‘The Boy’ Review: Scary-Doll Horror Flick Is Creepy and Clever

A nanny escaping from an abusive ex gets more than she bargained for

the boy

The pliant 8-year-old at the center of the new horror movie “The Boy” is the very picture of British gentility. Not quite four feet tall and as lanky as can be, he stares out at the world with a vaguely expectant look from under doe-like lashes and neatly trimmed bangs.

Typically garbed in slacks and tie, he’s the opposite of his namesake, the temperamental composer Brahms. Though rosy-cheeked, it’s hard not to feel a chill down your spine when you look at his unmoving face, pale and hard as an elephant tusk.

Brahms is, in short, a doll, and poor Greta (Lauren Cohan) is the only nanny candidate desperate enough to take on the job of “caring” for him. An American hiding from her abusive ex in the English countryside, Greta is left alone to take care of Brahms while his elderly “parents” (Jim Norton and Diana Hardcastle) take a long-needed break from their son.

The pained “sorry” that Brahms’ mother whispers in the new nanny’s ear just before the couple drives off from their Downton-esque manor suggests — if Brahms wasn’t clue enough — that Greta’s time sitting around with a doll won’t be easy.
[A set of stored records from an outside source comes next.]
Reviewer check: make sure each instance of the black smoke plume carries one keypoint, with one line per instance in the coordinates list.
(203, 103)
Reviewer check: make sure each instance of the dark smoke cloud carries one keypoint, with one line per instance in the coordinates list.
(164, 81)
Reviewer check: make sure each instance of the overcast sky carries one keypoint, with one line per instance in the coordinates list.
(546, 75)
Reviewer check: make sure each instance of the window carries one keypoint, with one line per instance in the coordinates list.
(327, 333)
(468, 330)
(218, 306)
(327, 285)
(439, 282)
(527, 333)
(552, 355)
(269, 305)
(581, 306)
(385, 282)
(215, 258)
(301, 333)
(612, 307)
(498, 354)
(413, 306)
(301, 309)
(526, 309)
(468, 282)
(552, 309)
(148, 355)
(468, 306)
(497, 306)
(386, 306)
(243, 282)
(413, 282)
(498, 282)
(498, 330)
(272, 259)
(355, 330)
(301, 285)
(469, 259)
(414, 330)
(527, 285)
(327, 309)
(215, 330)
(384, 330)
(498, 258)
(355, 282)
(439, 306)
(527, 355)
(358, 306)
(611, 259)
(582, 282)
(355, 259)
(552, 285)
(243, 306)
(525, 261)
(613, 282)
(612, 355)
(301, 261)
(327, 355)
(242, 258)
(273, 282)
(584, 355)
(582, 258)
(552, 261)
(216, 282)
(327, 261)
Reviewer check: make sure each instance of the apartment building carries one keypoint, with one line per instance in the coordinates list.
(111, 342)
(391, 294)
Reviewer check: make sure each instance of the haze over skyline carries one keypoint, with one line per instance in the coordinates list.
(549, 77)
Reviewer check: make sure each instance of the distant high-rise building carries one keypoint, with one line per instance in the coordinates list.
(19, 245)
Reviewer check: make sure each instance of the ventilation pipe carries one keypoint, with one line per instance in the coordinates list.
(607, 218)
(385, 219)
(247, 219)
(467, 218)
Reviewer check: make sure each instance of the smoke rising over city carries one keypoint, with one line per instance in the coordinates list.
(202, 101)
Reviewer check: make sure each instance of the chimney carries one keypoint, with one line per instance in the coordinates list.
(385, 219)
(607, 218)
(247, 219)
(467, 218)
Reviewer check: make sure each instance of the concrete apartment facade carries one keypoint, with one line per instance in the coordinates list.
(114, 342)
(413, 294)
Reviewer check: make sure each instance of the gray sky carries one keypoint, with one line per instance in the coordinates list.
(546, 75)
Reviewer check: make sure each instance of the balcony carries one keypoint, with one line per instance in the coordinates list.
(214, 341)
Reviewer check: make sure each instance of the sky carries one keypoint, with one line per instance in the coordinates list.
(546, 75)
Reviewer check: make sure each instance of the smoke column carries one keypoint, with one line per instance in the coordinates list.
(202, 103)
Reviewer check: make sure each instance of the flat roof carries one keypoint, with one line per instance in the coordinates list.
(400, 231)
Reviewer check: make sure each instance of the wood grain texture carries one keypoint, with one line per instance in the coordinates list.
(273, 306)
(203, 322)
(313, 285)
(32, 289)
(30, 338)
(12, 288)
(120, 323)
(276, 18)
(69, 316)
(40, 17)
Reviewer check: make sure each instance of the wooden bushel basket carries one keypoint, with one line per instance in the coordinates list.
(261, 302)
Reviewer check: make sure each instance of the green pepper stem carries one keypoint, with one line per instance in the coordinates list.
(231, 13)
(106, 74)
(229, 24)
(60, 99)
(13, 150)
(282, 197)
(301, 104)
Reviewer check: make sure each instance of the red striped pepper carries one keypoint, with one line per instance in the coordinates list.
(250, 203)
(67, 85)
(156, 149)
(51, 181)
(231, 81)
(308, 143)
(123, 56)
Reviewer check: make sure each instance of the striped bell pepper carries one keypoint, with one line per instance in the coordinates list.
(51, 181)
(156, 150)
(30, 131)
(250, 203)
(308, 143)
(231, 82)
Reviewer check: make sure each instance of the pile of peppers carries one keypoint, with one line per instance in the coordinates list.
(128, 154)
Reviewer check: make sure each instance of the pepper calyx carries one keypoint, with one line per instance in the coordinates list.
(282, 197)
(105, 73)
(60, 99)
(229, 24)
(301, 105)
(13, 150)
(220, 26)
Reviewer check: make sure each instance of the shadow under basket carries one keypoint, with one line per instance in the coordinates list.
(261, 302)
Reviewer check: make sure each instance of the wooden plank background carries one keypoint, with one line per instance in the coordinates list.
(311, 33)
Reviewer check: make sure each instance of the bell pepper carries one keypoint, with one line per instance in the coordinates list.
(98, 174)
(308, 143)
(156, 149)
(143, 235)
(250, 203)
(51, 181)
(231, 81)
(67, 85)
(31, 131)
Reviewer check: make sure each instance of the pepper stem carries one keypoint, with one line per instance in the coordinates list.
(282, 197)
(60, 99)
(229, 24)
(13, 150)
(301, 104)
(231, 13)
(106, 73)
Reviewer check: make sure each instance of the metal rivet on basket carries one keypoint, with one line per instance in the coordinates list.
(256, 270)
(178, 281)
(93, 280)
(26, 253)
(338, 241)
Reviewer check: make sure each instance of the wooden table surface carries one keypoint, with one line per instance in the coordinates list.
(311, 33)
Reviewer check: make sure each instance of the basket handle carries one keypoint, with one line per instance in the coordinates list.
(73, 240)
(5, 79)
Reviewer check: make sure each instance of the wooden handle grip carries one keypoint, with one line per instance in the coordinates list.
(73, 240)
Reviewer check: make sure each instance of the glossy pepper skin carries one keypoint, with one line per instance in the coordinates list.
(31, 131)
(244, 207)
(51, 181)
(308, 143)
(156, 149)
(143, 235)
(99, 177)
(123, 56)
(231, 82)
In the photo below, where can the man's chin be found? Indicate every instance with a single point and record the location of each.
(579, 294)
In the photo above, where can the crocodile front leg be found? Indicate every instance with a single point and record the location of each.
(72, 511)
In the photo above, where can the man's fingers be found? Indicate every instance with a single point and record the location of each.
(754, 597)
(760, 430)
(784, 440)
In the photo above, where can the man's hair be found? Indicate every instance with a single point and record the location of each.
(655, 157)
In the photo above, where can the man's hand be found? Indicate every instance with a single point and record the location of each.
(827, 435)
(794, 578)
“The Boy” didn’t screen for critics, but it’s actually a pretty sturdy genre effort. Nearly free of gore, the film taps into the deep and always welcome vein of the opulently bizarre things that rich, emotionally stunted people get into when they’ve got too much money. Stacey Menear’s script is careful and clever about revealing what Brahms really is, for he’s certainly got a mind and will of his own.
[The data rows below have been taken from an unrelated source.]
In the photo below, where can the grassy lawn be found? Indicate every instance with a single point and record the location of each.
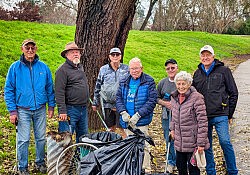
(153, 48)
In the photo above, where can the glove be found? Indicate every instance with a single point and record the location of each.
(125, 116)
(134, 119)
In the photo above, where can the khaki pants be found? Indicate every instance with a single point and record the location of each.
(146, 160)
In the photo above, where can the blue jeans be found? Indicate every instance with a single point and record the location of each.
(78, 121)
(172, 154)
(38, 118)
(222, 129)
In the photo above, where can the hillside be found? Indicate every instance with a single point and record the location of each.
(153, 48)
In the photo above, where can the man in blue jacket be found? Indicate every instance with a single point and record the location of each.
(135, 102)
(216, 83)
(28, 88)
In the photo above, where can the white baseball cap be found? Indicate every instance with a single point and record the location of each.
(207, 48)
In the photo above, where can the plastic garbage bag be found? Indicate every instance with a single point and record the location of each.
(100, 139)
(124, 157)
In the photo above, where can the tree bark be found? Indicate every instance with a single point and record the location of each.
(100, 26)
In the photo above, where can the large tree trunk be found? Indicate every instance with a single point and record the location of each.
(101, 25)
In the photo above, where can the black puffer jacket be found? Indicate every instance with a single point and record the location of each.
(218, 88)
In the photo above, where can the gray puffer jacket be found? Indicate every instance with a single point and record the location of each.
(189, 121)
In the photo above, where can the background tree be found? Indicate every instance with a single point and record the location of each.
(101, 25)
(149, 13)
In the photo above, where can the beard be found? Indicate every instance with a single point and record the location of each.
(76, 61)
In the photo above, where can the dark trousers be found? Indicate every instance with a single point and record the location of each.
(183, 164)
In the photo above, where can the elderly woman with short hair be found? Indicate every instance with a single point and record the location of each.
(189, 123)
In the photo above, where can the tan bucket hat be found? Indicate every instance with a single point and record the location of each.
(70, 46)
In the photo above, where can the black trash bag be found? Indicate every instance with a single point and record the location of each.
(100, 139)
(124, 157)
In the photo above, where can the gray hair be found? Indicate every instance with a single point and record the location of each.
(135, 60)
(183, 75)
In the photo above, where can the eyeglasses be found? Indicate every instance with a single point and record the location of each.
(115, 54)
(135, 68)
(172, 68)
(28, 48)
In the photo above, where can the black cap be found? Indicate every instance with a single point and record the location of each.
(171, 60)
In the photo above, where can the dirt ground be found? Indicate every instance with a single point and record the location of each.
(155, 130)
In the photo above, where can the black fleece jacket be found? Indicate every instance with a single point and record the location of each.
(218, 88)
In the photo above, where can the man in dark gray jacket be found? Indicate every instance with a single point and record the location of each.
(72, 92)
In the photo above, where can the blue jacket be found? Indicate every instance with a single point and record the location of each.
(107, 75)
(28, 85)
(145, 99)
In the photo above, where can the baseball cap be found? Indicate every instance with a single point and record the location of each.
(27, 41)
(207, 48)
(171, 60)
(115, 50)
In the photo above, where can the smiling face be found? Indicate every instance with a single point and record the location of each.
(182, 86)
(115, 57)
(206, 59)
(171, 70)
(74, 56)
(29, 51)
(135, 69)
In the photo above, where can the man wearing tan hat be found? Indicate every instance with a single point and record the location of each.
(28, 88)
(72, 92)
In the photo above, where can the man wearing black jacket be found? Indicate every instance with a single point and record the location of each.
(72, 92)
(216, 83)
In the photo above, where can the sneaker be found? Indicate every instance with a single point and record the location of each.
(23, 172)
(41, 168)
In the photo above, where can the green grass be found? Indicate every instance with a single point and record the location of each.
(153, 48)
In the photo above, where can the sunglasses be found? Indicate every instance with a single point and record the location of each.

Each new parcel of backstory about Brahms that the flirty grocer (Rupert Evans) provides Greta changes our understanding of and sympathies toward the lad, who’s much more sexually jealous of his new nanny than an elementary-school boy (or doll) should be.

the-boy2Director William Brent Bell (“The Devil Inside,” “Stay Alive”) keeps the jump scares to a minimum, mining instead the creepiness of the mundane, like the slow slither of Greta’s gold-chain necklace off a sink, pulled by an unseen presence. It’s just as effective as punching through our eardrums with loud crashes, and Bear McCreary’s strings-heavy soundtrack offers great variations on the spooky lullaby.
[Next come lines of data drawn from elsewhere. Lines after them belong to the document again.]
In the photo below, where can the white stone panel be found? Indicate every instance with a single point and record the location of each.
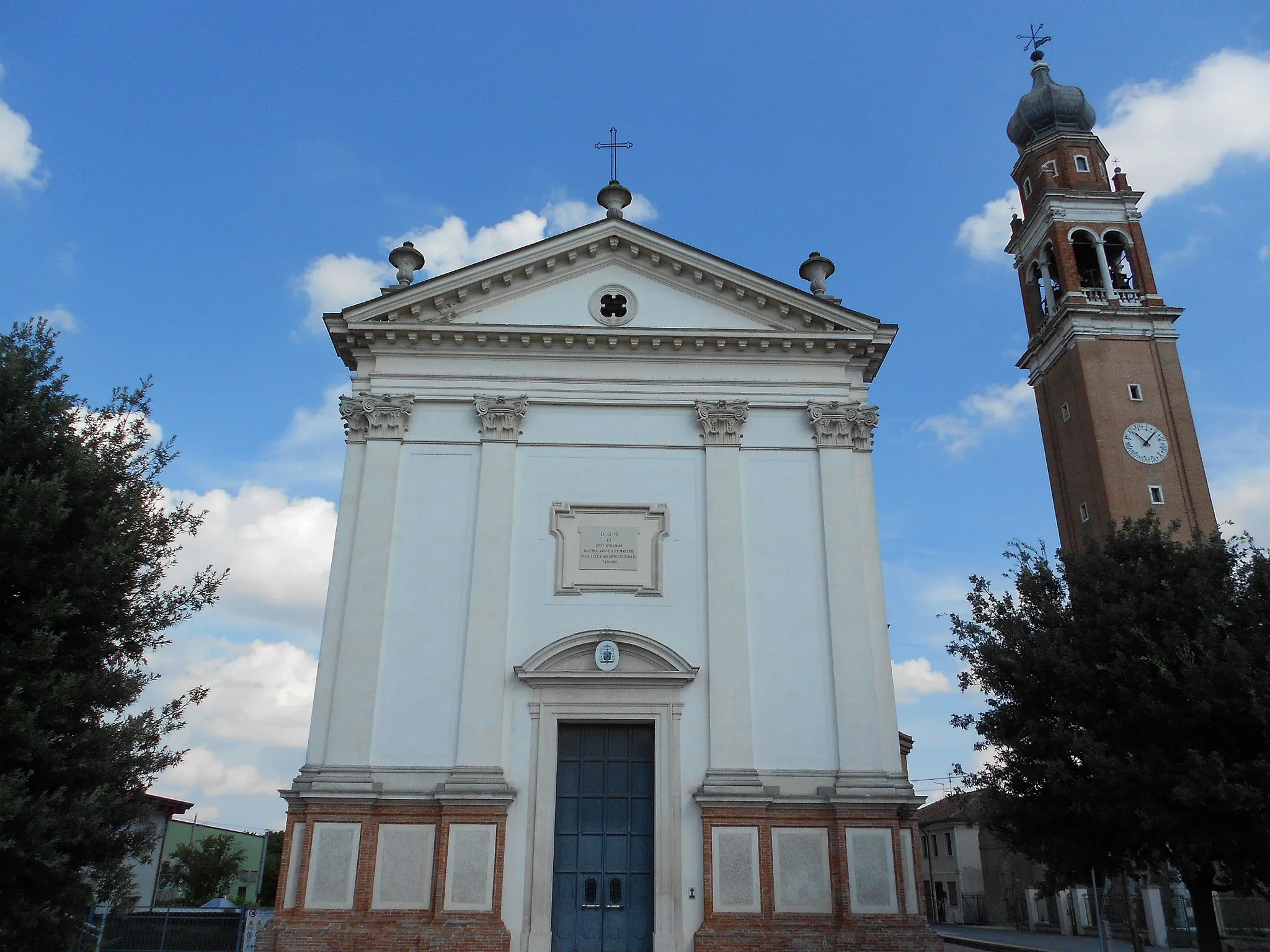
(611, 426)
(403, 866)
(294, 858)
(470, 867)
(548, 475)
(778, 428)
(566, 302)
(734, 852)
(333, 866)
(871, 871)
(801, 868)
(906, 858)
(427, 610)
(789, 637)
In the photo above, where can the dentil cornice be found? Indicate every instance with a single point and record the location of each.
(376, 415)
(849, 426)
(500, 416)
(721, 420)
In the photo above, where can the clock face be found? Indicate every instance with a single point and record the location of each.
(1146, 443)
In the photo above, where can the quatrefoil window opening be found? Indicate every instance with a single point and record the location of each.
(613, 305)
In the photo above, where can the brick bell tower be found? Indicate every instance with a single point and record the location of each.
(1101, 351)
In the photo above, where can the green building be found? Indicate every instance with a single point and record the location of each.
(248, 881)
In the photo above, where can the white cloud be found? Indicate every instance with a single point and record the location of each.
(333, 282)
(985, 235)
(448, 247)
(276, 547)
(19, 156)
(259, 692)
(996, 408)
(1244, 498)
(915, 678)
(1170, 138)
(61, 319)
(202, 770)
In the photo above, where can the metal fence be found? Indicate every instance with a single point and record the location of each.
(172, 931)
(1242, 915)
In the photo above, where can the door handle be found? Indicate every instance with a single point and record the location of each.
(615, 894)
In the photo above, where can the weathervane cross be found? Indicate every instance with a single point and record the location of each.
(613, 145)
(1036, 41)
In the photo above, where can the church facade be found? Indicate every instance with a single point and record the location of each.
(605, 662)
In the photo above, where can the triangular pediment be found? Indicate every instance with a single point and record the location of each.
(558, 282)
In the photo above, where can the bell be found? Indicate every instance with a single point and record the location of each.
(407, 260)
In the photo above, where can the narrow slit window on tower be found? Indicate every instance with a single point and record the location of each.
(1037, 286)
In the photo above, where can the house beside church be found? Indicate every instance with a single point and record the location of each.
(605, 662)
When Greta’s ex (Ben Robson) shows up later to drag her back to Montana against her and Brahms’ wishes, “The Boy” keeps on surprising. A late twist yields a disappointingly conventional run-from-the-killer sequence, but until then, the film thrives on patient, uneasy-making ambiguity, handled well by the above-average cast.

Best of all, though, are the questions “The Boy” asks about Greta’s plight. Can an employee of the household ever feel truly in charge of her ward? How can a former victim know when she’s finally free of an abuser’s hold over her? Can she feel completely safe asking one potentially dangerous man to protect her from another?

The film’s answers aren’t subtle, but they matter tremendously in making Greta’s eventual struggle for survival resonate beyond the lizard-brain instincts of “life is good/murder is bad.” Given January’s other options, you could do a lot worse than play dollhouse with the nanny.